In a way, Mr. Werschey has simply moved on to a different language — interpreting databases coded in SQL rather than documents written in Japanese. Human or machine, each language has its own distinct patterns.
“I don’t even know what I’m looking at half the time, and that’s the beauty of it,” he says.
The Future
Though all three of them work remotely — Mr. Werschey from Cincinnati, the other two from northern Illinois — camaraderie remains strong, in part because they share a common background as Carthaginians. While they can’t divulge the details of their AI usage, these three alumni laugh off the apocalyptic predictions that some observers have made about the emerging technology.
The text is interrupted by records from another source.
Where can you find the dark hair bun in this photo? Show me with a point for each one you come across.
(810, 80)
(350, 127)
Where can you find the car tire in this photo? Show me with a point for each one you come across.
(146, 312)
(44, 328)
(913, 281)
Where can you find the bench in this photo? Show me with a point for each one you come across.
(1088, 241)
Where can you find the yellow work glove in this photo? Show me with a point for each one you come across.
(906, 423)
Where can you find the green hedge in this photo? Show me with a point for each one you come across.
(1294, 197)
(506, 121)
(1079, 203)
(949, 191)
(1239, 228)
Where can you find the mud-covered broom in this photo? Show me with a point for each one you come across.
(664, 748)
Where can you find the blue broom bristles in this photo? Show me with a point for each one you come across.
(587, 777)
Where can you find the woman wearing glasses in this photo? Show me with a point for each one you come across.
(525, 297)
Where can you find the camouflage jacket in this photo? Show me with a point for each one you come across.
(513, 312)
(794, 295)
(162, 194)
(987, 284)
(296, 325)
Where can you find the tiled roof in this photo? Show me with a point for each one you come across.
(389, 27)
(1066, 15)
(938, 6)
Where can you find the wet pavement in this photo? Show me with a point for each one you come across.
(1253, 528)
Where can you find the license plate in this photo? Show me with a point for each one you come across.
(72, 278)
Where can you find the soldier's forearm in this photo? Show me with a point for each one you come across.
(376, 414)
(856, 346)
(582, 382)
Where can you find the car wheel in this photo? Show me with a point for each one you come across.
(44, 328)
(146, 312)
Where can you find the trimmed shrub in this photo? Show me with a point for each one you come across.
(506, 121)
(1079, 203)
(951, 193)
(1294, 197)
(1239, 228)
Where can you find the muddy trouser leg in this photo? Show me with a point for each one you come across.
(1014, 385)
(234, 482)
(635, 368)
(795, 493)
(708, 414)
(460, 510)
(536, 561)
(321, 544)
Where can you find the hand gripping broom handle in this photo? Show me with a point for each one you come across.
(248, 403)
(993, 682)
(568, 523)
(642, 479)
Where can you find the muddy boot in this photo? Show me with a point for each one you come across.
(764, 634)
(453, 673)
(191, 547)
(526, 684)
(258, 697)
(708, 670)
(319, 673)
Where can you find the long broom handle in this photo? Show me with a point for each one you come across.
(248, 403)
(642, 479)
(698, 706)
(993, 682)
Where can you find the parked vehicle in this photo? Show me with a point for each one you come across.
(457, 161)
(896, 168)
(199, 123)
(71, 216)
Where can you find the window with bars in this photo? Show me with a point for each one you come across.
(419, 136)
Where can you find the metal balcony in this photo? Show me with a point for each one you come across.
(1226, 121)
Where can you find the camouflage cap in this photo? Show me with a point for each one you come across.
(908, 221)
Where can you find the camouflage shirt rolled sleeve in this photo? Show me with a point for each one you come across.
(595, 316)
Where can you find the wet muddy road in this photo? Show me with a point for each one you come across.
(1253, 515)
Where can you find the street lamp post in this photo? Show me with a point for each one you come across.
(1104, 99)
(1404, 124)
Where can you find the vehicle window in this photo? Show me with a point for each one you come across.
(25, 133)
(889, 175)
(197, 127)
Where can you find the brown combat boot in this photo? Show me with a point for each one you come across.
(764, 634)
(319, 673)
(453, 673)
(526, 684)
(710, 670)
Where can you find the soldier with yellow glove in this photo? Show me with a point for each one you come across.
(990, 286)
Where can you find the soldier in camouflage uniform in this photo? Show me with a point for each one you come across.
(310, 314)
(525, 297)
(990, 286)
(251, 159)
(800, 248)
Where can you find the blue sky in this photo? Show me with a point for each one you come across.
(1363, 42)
Mr. Sandidge sees this no differently from the introduction of the calculator. By programming machines to do the repetitive tasks they do best, he explains, we can allow workers to focus on the “uniquely human skills” only they can provide.
While monitoring the International Space Station, one of the team’s goals is to predict when a part’s going to wear out. After all, astronauts can’t just head over to the hardware store for an instant replacement. It can take months or longer to build the part and schedule a launch.
It would take someone with unlimited time and attention span to sift through the mountain of data that’s automatically sent back from orbit. So the data crew is trying to build an anomaly detection model that doesn’t mind doing the gruntwork.
So, if the question is whether the end of human employment is just around the corner, even the avowed sci-fi nerd thinks it’s too outlandish to consider right now. Mr. Sandidge has a more important takeaway.
“People who use AI will replace people who don’t.”